DoD: US Air Force wrong to blame the pilot

http://news.yahoo.com/dod-air-force-wrong-blame-f-22-pilot-144413856–abc-news-topstories.html

 

While USAF has, in effort to protect its sacred cow – the F-22 programme – blamed the pilot Jeff Haney for a crash that has happened some moths earlier, Department of Defense has stated that Air Force’s conclusion is not supported by facts.

What is interesting is the fact that even USAF has admitted that pilot has experienced senses similar to suffocation. Further, USAF has concluded that “by clear and convincing evidence, the cause of the mishap was the MP’s [mishap pilot’s] failure to recognize and initiate a timely dive recovery due to channelized attention, breakdown of visual scan, and unrecognized spatial disorientation.” In fact, Haney failed to notice that he was in dive for full quarter of minute, and there was no radio call about emergency. This suggests that he was unconscious during the dive, something that Inspector General agrees is a possibility.

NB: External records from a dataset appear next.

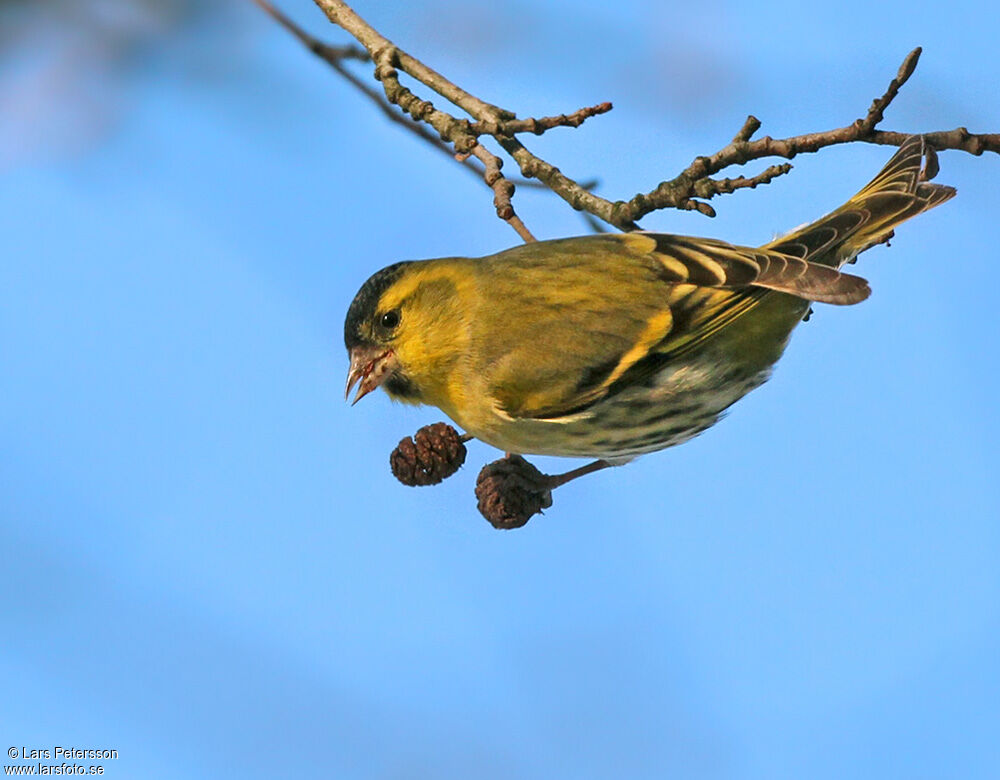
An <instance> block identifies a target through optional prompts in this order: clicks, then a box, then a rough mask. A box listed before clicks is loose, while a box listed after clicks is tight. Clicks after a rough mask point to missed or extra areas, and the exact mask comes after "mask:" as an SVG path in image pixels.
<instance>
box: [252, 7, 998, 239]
mask: <svg viewBox="0 0 1000 780" xmlns="http://www.w3.org/2000/svg"><path fill="white" fill-rule="evenodd" d="M254 2H256V3H257V4H258V5H259V6H260V7H262V8H264V9H265V10H266V11H267V12H268V13H270V14H271V15H272V16H273V17H274V18H275V19H276V20H278V21H279V22H280V23H281V24H282V25H283V26H285V27H286V29H288V30H289V31H290V32H292V34H293V35H295V36H296V37H297V38H298V39H299V40H300V41H301V42H302V43H303V44H304V45H305V46H306V47H307V48H309V49H310V50H311V51H313V52H315V53H317V54H318V55H319V56H322V57H323V58H324V59H326V60H327V61H328V62H330V64H331V67H334V69H335V70H337V72H338V73H340V74H341V75H343V76H344V77H345V78H347V79H348V80H349V81H350V82H351V83H352V84H353V85H354V86H355V87H357V88H358V89H360V90H362V91H363V92H364V93H365V94H366V95H367V96H368V97H369V98H370V99H372V100H373V101H375V102H376V103H377V104H378V105H379V107H380V109H381V110H382V111H383V112H386V114H387V115H388V116H392V117H394V121H397V122H400V123H401V124H404V125H405V126H407V127H408V128H410V129H414V128H417V129H415V130H414V132H418V134H419V135H421V137H422V138H424V140H427V141H428V142H430V143H433V144H434V145H435V146H436V147H437V148H439V149H440V150H442V151H447V152H448V153H449V154H450V155H451V156H454V157H457V158H458V159H459V160H461V161H463V162H464V163H465V164H467V165H470V164H471V160H470V156H471V157H474V158H476V159H479V160H480V161H482V162H483V163H484V170H482V171H479V170H478V167H475V168H474V170H475V171H476V173H477V175H480V176H482V177H483V178H484V180H485V181H486V182H487V184H489V185H490V187H491V188H492V189H493V191H494V205H495V206H496V208H497V214H498V216H500V217H501V218H502V219H504V220H505V221H507V222H508V223H510V224H511V225H512V227H514V229H515V230H517V231H518V234H519V235H521V237H522V238H524V239H525V240H531V239H530V238H529V237H530V236H531V234H530V232H528V231H527V228H524V226H523V223H521V221H520V220H519V219H518V218H517V216H516V214H514V211H513V205H512V195H513V190H514V186H513V183H512V182H510V181H509V180H507V179H506V178H504V177H503V176H501V175H500V174H499V162H500V160H499V158H497V157H495V156H494V155H492V154H491V153H489V152H487V151H486V150H485V149H483V147H481V146H479V143H478V139H479V137H480V136H483V135H491V136H493V137H494V139H495V140H496V141H497V143H499V144H500V146H501V147H502V148H503V150H504V151H505V152H506V153H507V154H508V155H510V157H511V158H512V159H513V160H514V161H515V162H516V163H517V164H518V166H519V167H520V170H521V174H522V175H523V176H524V177H525V178H526V179H528V180H531V179H535V180H537V181H539V182H541V183H542V184H543V185H544V186H545V187H547V188H548V189H550V190H551V191H552V192H554V193H555V194H557V195H558V196H559V197H561V198H562V199H563V200H565V201H566V202H567V203H568V204H569V205H570V206H572V207H573V208H574V209H577V210H580V211H584V212H586V213H588V214H591V215H593V216H595V217H597V218H598V219H601V220H603V221H604V222H606V223H608V224H610V225H614V226H615V227H618V228H620V229H624V230H634V229H637V228H638V221H639V220H640V219H641V218H642V217H644V216H646V215H647V214H649V213H651V212H653V211H656V210H659V209H664V208H677V209H682V210H694V211H699V212H700V213H702V214H705V215H707V216H714V215H715V210H714V209H713V208H712V207H711V206H710V205H709V204H708V203H707V202H706V201H707V200H708V199H710V198H713V197H715V196H716V195H722V194H728V193H732V192H735V191H736V190H739V189H751V188H753V187H756V186H758V185H761V184H767V183H769V182H771V181H773V180H774V179H775V178H777V177H779V176H782V175H784V174H786V173H787V172H788V171H789V170H790V169H791V166H789V165H788V164H787V163H784V164H780V165H773V166H770V167H768V168H767V169H765V170H764V171H762V172H761V173H758V174H756V175H754V176H750V177H746V176H738V177H736V178H724V179H715V178H712V177H713V176H714V175H715V174H717V173H719V172H720V171H722V170H724V169H726V168H729V167H731V166H734V165H743V164H745V163H747V162H749V161H751V160H757V159H762V158H766V157H783V158H785V159H791V158H793V157H794V156H795V155H797V154H802V153H810V152H816V151H818V150H819V149H822V148H825V147H827V146H833V145H836V144H843V143H851V142H856V141H862V142H865V143H876V144H890V145H896V146H898V145H900V144H901V143H903V142H904V141H905V140H906V139H907V138H909V137H910V134H908V133H901V132H896V131H888V130H879V129H876V128H877V126H878V125H879V124H880V123H881V122H882V119H883V117H884V114H885V111H886V109H887V108H888V107H889V105H890V104H891V103H892V101H893V100H894V99H895V98H896V96H897V95H898V94H899V91H900V89H901V88H902V86H903V85H904V84H905V83H906V81H907V80H908V79H909V78H910V77H911V76H912V75H913V72H914V70H915V68H916V66H917V62H918V60H919V58H920V52H921V50H920V49H919V48H917V49H914V50H913V51H911V52H910V53H909V54H908V55H907V57H906V58H905V59H904V60H903V63H902V65H901V66H900V68H899V71H898V73H897V74H896V77H895V78H893V79H892V81H891V82H890V83H889V85H888V87H887V88H886V90H885V91H884V92H883V94H882V95H880V96H879V97H877V98H876V99H875V100H873V101H872V104H871V106H870V107H869V109H868V111H867V113H866V114H865V116H864V117H862V118H861V119H857V120H855V121H854V122H852V123H851V124H849V125H845V126H844V127H839V128H834V129H832V130H826V131H822V132H814V133H805V134H802V135H798V136H792V137H789V138H783V139H775V138H771V137H770V136H765V137H763V138H759V139H757V140H751V138H752V137H753V136H754V134H755V133H756V132H757V131H758V130H759V129H760V126H761V123H760V120H758V119H757V118H756V117H754V116H749V117H747V120H746V121H745V122H744V124H743V126H742V127H741V128H740V130H739V131H738V132H737V133H736V135H735V136H734V137H733V139H732V141H731V142H730V143H729V144H728V145H727V146H725V147H723V148H722V149H719V150H718V151H716V152H715V153H714V154H712V155H709V156H701V157H697V158H695V159H694V161H692V162H691V164H690V165H688V167H687V168H685V169H684V170H683V171H681V173H680V174H678V175H677V176H675V177H674V178H673V179H669V180H666V181H663V182H660V184H658V185H657V186H656V187H655V188H653V189H652V190H651V191H649V192H646V193H639V194H637V195H635V196H633V197H632V198H631V199H629V200H627V201H623V200H619V201H610V200H607V199H605V198H601V197H599V196H597V195H595V194H594V193H593V192H590V191H589V188H588V186H585V185H583V184H581V183H580V182H577V181H575V180H574V179H572V178H570V177H568V176H566V175H565V174H564V173H562V172H561V171H560V170H559V169H558V168H557V167H556V166H555V165H553V164H552V163H550V162H548V161H546V160H543V159H542V158H540V157H538V156H537V155H535V154H534V153H532V152H531V151H530V150H529V149H528V148H527V147H526V146H525V145H524V144H523V143H522V142H521V141H520V140H519V139H518V138H517V137H516V136H517V135H518V134H522V133H535V134H541V133H544V132H546V131H547V130H550V129H552V128H555V127H579V125H580V124H582V123H583V122H584V121H585V120H586V119H588V118H589V117H591V116H596V115H598V114H602V113H605V112H606V111H609V110H610V109H611V104H610V103H600V104H597V105H595V106H590V107H587V108H582V109H579V110H578V111H575V112H573V113H572V114H568V115H566V114H562V115H558V116H551V117H542V118H538V119H534V118H529V119H518V118H517V116H516V115H515V114H514V113H513V112H512V111H508V110H505V109H503V108H500V107H498V106H495V105H493V104H491V103H489V102H487V101H484V100H482V99H481V98H479V97H477V96H475V95H472V94H471V93H469V92H467V91H466V90H464V89H462V88H461V87H459V86H458V85H457V84H454V83H453V82H451V81H449V80H448V79H447V78H446V77H444V76H443V75H442V74H440V73H438V72H437V71H435V70H433V69H432V68H430V67H428V66H427V65H425V64H424V63H422V62H421V61H420V60H418V59H416V58H415V57H413V56H411V55H409V54H407V53H406V52H405V51H402V50H401V49H399V48H398V47H397V46H395V45H394V44H393V43H392V42H391V41H389V40H388V39H387V38H385V37H384V36H383V35H382V34H381V33H379V32H378V31H377V30H375V29H374V28H373V27H371V25H369V24H368V23H367V22H365V21H364V19H362V18H361V17H360V16H358V14H357V13H355V11H354V10H353V9H351V8H350V7H349V6H348V5H347V4H346V3H345V2H343V0H314V2H315V3H316V4H317V5H318V6H319V7H320V8H321V9H322V10H323V12H324V13H325V14H326V16H327V17H328V18H329V19H330V21H332V22H333V23H334V24H337V25H339V26H340V27H342V28H343V29H344V30H346V31H347V32H348V33H350V34H351V35H352V36H353V37H354V38H355V40H357V41H358V42H359V43H360V44H361V45H362V46H363V47H364V49H365V51H366V52H367V55H368V56H369V57H370V58H371V60H372V61H373V62H374V63H375V65H376V67H375V78H376V79H377V80H379V81H381V83H382V88H383V92H384V100H383V97H382V95H379V94H378V92H376V91H375V90H373V89H371V88H370V87H369V86H368V85H366V84H364V83H363V82H361V80H360V79H358V78H357V77H356V76H354V75H353V74H350V73H349V72H348V71H347V70H346V68H345V67H344V65H343V60H344V59H346V58H351V59H358V57H359V53H360V52H359V50H358V49H356V48H354V47H331V46H328V45H327V44H323V43H322V42H319V41H317V40H316V39H315V38H313V37H312V36H310V35H308V34H307V33H304V32H303V31H301V30H300V29H299V28H297V27H296V26H295V25H294V24H293V23H290V22H289V21H288V20H287V19H286V18H284V17H283V15H281V14H280V12H277V11H275V10H274V9H273V7H271V6H270V4H269V1H268V0H254ZM399 72H403V73H405V74H407V75H408V76H410V77H411V78H413V79H415V80H416V81H417V82H418V83H419V84H421V85H423V86H425V87H427V88H429V89H430V90H432V91H433V92H435V93H437V94H438V95H440V96H441V97H443V98H445V99H446V100H447V101H449V102H450V103H451V104H453V105H454V106H456V107H457V108H459V109H461V110H462V111H463V112H464V113H465V114H466V115H467V116H468V117H469V118H465V117H462V118H459V117H456V116H454V115H452V114H450V113H448V112H447V111H444V110H442V109H440V108H438V107H436V106H434V104H433V103H431V102H430V101H427V100H423V99H421V98H420V97H418V96H417V95H415V94H414V93H413V92H411V91H410V89H408V88H407V87H405V86H403V85H402V84H401V83H400V81H399ZM386 101H387V102H386ZM389 104H394V105H396V106H398V107H399V108H400V109H402V110H403V112H404V113H405V116H402V117H401V116H400V115H398V114H396V113H395V112H394V111H393V110H392V109H391V107H390V105H389ZM470 119H471V121H470ZM421 123H423V124H427V125H430V126H431V127H432V128H433V130H434V131H435V133H436V135H435V134H432V133H430V132H429V131H427V130H426V129H424V128H423V127H421V126H420V125H421ZM923 135H924V137H925V138H926V140H927V142H928V143H929V144H930V145H931V146H933V147H934V148H936V149H939V150H940V149H958V150H962V151H966V152H969V153H971V154H976V155H979V154H982V153H983V152H984V151H991V152H994V153H1000V134H997V133H993V134H973V133H970V132H969V131H968V130H967V129H966V128H964V127H959V128H956V129H955V130H949V131H939V132H932V133H924V134H923ZM456 153H457V154H456ZM487 160H488V161H489V162H487Z"/></svg>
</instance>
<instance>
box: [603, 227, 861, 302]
mask: <svg viewBox="0 0 1000 780" xmlns="http://www.w3.org/2000/svg"><path fill="white" fill-rule="evenodd" d="M832 232H833V231H832V229H831V230H824V231H823V233H824V234H828V233H832ZM833 238H835V235H833V236H832V237H824V236H817V240H825V241H829V240H833ZM621 239H622V240H623V241H625V242H626V243H628V244H629V245H630V247H631V248H632V249H633V250H640V251H641V250H642V249H645V250H647V251H648V254H649V255H650V256H651V257H653V258H655V259H656V260H657V261H658V262H659V263H661V265H662V266H663V278H664V279H665V280H666V281H670V282H676V283H678V284H696V285H698V286H701V287H719V288H723V289H729V290H741V289H747V288H750V287H762V288H764V289H767V290H778V291H779V292H784V293H788V294H790V295H795V296H797V297H799V298H804V299H806V300H809V301H819V302H821V303H832V304H838V305H848V304H852V303H860V302H861V301H863V300H864V299H865V298H867V297H868V296H869V295H870V294H871V289H870V288H869V287H868V282H866V281H865V280H864V279H862V278H861V277H860V276H852V275H851V274H845V273H841V272H840V271H838V270H836V269H835V268H830V267H829V266H825V265H818V264H816V263H811V262H809V261H808V260H805V259H803V258H801V257H795V256H793V255H788V254H783V253H781V252H775V251H773V250H769V249H753V248H751V247H741V246H734V245H732V244H727V243H726V242H725V241H716V240H714V239H710V238H691V237H688V236H673V235H666V234H659V233H638V234H636V233H633V234H630V235H627V236H621Z"/></svg>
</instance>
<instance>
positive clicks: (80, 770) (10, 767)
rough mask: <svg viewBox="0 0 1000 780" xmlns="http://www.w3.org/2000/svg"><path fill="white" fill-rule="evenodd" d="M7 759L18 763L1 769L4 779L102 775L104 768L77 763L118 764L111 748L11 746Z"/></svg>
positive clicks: (10, 764) (102, 767) (89, 763)
mask: <svg viewBox="0 0 1000 780" xmlns="http://www.w3.org/2000/svg"><path fill="white" fill-rule="evenodd" d="M7 758H8V759H10V760H11V761H17V762H19V763H17V764H6V765H5V766H4V768H3V773H4V776H5V777H33V776H36V775H38V776H43V777H44V776H52V775H103V774H104V764H93V763H86V764H82V763H77V762H79V761H87V762H90V761H117V760H118V751H117V750H116V749H114V748H78V747H64V746H62V745H55V746H53V747H44V748H34V747H32V748H29V747H23V746H21V747H18V746H16V745H12V746H11V747H9V748H8V749H7ZM43 762H44V763H43ZM49 762H59V763H49ZM70 762H72V763H70Z"/></svg>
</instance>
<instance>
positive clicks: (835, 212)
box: [764, 136, 955, 268]
mask: <svg viewBox="0 0 1000 780" xmlns="http://www.w3.org/2000/svg"><path fill="white" fill-rule="evenodd" d="M937 171H938V163H937V155H936V154H935V152H934V150H933V149H932V148H931V147H930V146H928V145H927V144H926V143H925V142H924V139H923V136H913V137H911V138H909V139H907V140H906V141H905V142H904V143H903V145H902V146H900V147H899V151H897V152H896V153H895V154H894V155H893V156H892V159H890V160H889V162H887V163H886V165H885V167H884V168H883V169H882V170H881V171H880V172H879V174H878V175H877V176H876V177H875V178H874V179H872V180H871V182H869V183H868V185H867V186H866V187H865V188H864V189H863V190H861V191H860V192H859V193H858V194H857V195H855V196H854V197H853V198H851V199H850V200H849V201H847V203H845V204H844V205H843V206H841V207H840V208H839V209H837V210H836V211H833V212H831V213H830V214H827V215H826V216H825V217H823V218H822V219H819V220H817V221H816V222H812V223H810V224H808V225H805V226H803V227H801V228H798V229H797V230H793V231H792V232H791V233H789V234H787V235H784V236H781V237H780V238H777V239H775V240H774V241H772V242H770V243H769V244H765V245H764V248H766V249H770V250H772V251H776V252H781V253H783V254H787V255H792V256H793V257H799V258H802V259H803V260H808V261H810V262H813V263H819V264H821V265H830V266H834V267H835V268H839V267H840V266H842V265H843V264H844V263H848V262H853V261H854V258H855V257H856V256H857V255H858V254H860V253H861V252H864V251H865V250H866V249H868V248H869V247H872V246H874V245H875V244H881V243H883V242H885V241H888V240H889V239H890V238H892V235H893V229H894V228H895V227H896V225H898V224H900V223H901V222H904V221H905V220H907V219H909V218H910V217H915V216H916V215H917V214H920V213H921V212H923V211H927V210H928V209H932V208H934V207H935V206H937V205H938V204H939V203H944V202H945V201H946V200H948V199H949V198H951V197H954V195H955V188H954V187H947V186H945V185H942V184H931V183H930V181H929V180H930V179H932V178H934V176H935V175H936V174H937Z"/></svg>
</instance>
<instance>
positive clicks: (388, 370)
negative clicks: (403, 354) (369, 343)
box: [344, 345, 397, 406]
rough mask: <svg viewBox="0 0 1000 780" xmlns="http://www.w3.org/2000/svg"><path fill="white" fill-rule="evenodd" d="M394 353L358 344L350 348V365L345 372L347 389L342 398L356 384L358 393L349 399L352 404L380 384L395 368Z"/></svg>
mask: <svg viewBox="0 0 1000 780" xmlns="http://www.w3.org/2000/svg"><path fill="white" fill-rule="evenodd" d="M396 365H397V362H396V355H395V354H394V353H393V351H392V350H391V349H385V348H384V347H379V346H374V345H372V346H367V345H360V346H357V347H355V348H354V349H352V350H351V367H350V370H349V371H348V372H347V389H346V390H345V391H344V400H347V398H348V397H349V396H350V395H351V388H352V387H354V385H355V384H358V382H360V384H358V393H357V395H355V396H354V400H353V401H351V406H354V404H356V403H357V402H358V401H360V400H361V399H362V398H364V397H365V396H366V395H368V394H369V393H370V392H371V391H372V390H374V389H375V388H376V387H378V386H379V385H380V384H382V383H383V382H384V381H385V380H386V379H387V378H388V377H389V374H391V373H392V371H393V369H394V368H396Z"/></svg>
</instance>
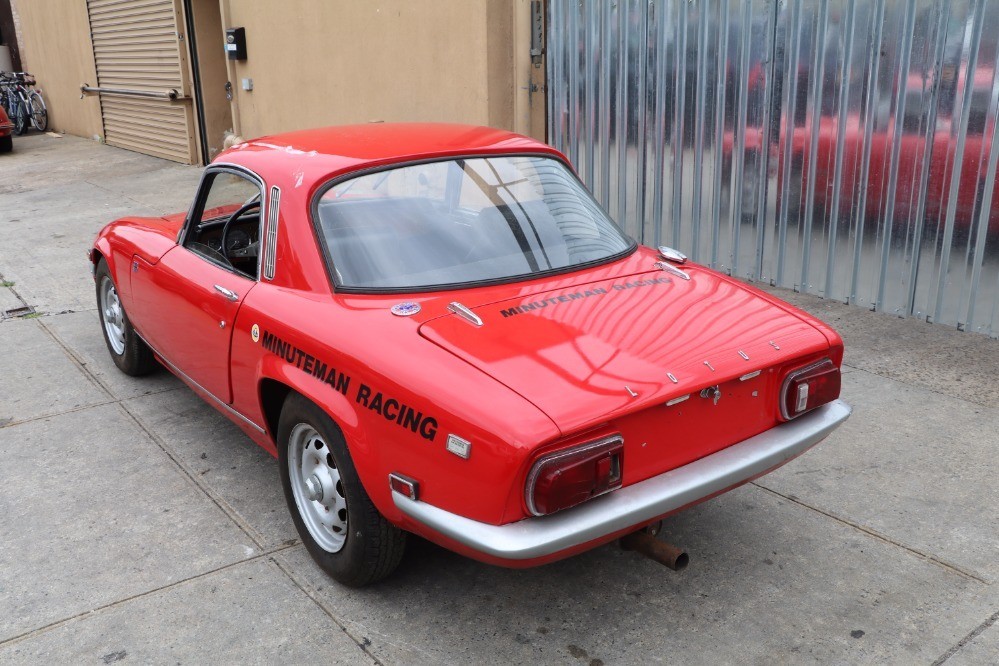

While USAF has insisted that OBOGS system (that was added to F-22 solely to increase cost) has been fixed, it seems that it is not necessarily so. To remind readers here, USAF conclusion was that it was faulty valve in suit that was to blame. However, F-22 is covered in stealth coating, glued together with toxic glues, while OBOGS takes oxygen from surrounding air. While F-18, another airplane using OBOGS, did have accidents related to pilot disorientation, rate was much lower, and no pilots ever experienced “Raptor Cough”. This is what F-22 pilot Major Gordon told “60 Minutes” about “Raptor cough,”: “In a room of F-22 pilots, the vast majority will be coughing a lot of the times. Other things – laying down for bed at night after flying and getting just the spinning room feeling, dizziness, tumbling, vertigo kind of stuff.”

These symptoms are not typical of either oxygen deprivation, fuel poisoning or carbon monoxide posoning – but they are typical of neurotoxins. Five maintenance workers also showed same symptoms. Only other aircraft whose workers suffered similar symptoms were B-2 bombers, where employees on production line were getting strange illnesses, that were diagnosed by doctors as poisoning.

Adhesives used to apply stealth covering can take months to dry. But half of F-22s maintenance is spent on stealth coatings, which means that adhesives are being constantly reapplied.

Worst part? It’s all for nothing. Stealth coating is useless in face of long-wavelength (L-band, VHF, HF) radars and IRST systems.